Orthopaedic Medicine

The established procedures of Orthopaedic Medicine provide highly effective  non-surgical treatment options for curing a whole range of spinal disorders, according to the well-renowned spinal specialist Mr  Luklinski – a world authority on spinal care with more than 45 years of practice and founder of the Luklinski Clinic in London.

Treatment efficacy

The efficacy of orthopaedic medicine cures 99% of cases, whereas surgical treatment may help in less than 1% of cases. Surgery itself has now become a major cause of  chronic pain and life-long disability in thousands of spinal cases – which is why surgery should be avoided at all costs unless you have broken your back.

Mechanical compression of one or more of the spinal nerves or irritation of a nerve root by a bulging disc is a common cause of sciatica, back pain, or numbness in a limb.  Using the safe and gentle procedure of mobilisation (not manipulation), the bulging disc causing the symptoms is coaxed back to its natural position to decompress the affected nerve, or to alleviate any nerve root irritation.  Normalisation of the disc and decompression of the spinal nerve is achieved without surgery using standard procedures of Orthopaedic Medicine.

The surgical approach

The surgical approach to treatment however is to remove part or all of a bulging disc to relieve pressure on a spinal nerve. (Note that a ‘bulging disc’ need only bulge a fraction of a millimeter to cause impingement of a nerve). Surgery leaves the patient with a painful spine incapable of any natural movement, and  the patient soon experiences constant pain and a reduced quality of life due to the consequences of scar tissue and spinal instability. The patient is not told this prior to surgery, and following surgery the patient is left to suffer and does not know how to alleviate the pain. The hospital has made its money and is only interested in performing operations.

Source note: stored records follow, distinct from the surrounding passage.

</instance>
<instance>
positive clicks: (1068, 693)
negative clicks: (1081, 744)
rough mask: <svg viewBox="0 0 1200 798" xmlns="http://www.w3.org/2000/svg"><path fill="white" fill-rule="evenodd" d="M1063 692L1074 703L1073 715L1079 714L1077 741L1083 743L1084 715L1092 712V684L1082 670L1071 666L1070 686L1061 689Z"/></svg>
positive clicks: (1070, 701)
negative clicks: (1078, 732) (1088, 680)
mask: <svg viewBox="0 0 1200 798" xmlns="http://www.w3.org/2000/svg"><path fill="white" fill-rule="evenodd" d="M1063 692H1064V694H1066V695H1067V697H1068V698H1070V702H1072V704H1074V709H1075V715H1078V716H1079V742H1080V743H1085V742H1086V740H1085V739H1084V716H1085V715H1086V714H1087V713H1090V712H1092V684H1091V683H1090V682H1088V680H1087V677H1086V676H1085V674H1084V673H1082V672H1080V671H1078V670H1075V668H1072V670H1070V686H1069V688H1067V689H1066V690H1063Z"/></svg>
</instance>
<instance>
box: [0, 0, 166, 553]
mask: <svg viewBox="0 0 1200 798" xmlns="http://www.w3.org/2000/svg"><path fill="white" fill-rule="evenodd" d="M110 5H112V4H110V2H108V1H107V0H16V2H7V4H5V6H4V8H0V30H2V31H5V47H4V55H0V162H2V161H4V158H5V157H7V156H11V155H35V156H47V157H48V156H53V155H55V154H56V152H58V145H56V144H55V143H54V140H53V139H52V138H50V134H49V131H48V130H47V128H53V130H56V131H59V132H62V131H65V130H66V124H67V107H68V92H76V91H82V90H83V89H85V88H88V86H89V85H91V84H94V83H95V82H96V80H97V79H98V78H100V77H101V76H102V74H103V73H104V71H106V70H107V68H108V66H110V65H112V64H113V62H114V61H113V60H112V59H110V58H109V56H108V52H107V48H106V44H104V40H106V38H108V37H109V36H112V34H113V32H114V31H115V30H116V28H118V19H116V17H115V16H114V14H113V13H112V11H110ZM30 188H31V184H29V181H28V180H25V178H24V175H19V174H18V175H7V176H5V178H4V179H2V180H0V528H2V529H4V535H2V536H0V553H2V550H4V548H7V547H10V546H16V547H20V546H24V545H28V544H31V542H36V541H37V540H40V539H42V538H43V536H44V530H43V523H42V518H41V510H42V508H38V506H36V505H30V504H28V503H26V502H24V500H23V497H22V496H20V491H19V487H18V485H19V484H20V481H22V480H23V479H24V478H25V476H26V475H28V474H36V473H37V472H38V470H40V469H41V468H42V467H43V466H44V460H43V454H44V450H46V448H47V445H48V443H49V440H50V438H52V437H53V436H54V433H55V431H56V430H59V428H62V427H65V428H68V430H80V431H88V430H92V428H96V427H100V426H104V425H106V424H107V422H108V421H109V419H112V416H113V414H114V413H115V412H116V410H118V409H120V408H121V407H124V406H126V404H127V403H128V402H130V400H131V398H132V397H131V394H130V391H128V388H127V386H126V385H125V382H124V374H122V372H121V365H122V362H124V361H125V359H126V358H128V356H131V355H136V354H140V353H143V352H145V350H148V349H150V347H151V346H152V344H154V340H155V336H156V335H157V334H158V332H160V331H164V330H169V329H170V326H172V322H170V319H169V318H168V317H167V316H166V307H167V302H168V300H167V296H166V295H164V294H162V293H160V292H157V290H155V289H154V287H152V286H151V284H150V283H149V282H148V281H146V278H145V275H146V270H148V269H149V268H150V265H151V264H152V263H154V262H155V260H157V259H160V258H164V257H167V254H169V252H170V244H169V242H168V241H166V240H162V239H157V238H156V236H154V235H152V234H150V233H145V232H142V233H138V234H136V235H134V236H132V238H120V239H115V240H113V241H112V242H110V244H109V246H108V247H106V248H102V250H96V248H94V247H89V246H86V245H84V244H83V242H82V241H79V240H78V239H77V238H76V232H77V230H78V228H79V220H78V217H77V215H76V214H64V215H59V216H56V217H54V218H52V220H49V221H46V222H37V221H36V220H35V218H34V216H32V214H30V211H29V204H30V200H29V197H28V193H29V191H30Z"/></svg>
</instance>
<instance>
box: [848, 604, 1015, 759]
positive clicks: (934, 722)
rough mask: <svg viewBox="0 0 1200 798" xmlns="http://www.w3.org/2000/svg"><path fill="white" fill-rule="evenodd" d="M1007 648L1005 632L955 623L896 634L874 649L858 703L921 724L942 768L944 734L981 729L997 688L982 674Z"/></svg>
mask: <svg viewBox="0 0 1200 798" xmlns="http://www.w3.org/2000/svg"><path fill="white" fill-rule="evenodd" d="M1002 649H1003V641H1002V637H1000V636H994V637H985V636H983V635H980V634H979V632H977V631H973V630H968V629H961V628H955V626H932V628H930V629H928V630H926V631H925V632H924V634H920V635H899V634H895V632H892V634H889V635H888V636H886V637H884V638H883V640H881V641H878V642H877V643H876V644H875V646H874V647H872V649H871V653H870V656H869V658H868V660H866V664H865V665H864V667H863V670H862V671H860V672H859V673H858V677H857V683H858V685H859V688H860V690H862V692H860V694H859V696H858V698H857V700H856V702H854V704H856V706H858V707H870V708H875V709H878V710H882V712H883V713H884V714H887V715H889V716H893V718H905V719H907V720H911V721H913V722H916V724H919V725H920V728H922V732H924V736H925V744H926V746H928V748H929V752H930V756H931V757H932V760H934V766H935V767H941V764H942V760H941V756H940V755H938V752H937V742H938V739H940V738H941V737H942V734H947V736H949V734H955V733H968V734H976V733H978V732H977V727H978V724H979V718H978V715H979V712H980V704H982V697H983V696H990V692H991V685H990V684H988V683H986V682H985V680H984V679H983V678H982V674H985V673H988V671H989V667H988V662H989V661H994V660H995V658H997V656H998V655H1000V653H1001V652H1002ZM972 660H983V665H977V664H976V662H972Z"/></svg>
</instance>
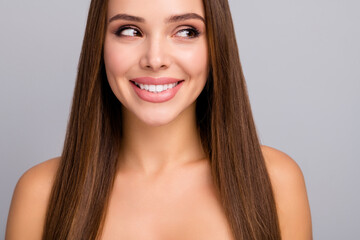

All the common spinal conditions such as bulging discs, sciatica, scoliosis, degenerative disc disease, and spinal stenosis which surgery tries to cure can be effectively treated non-surgically. The National Health Service should therefore aim towards training more physical therapy practitoners instead of focusing on more ‘fashionable’ surgical procedures.

We strongly caution our patients and visitors to this website not to agree to surgical procedures such as laminectomy, discectomy, spinal fusion, or IDET, or IDD therapy whether they are performed privately, or on the NHS, because such procedures are neither necessary nor effective as a form of treatment and invariably cause much more harm than the original condition.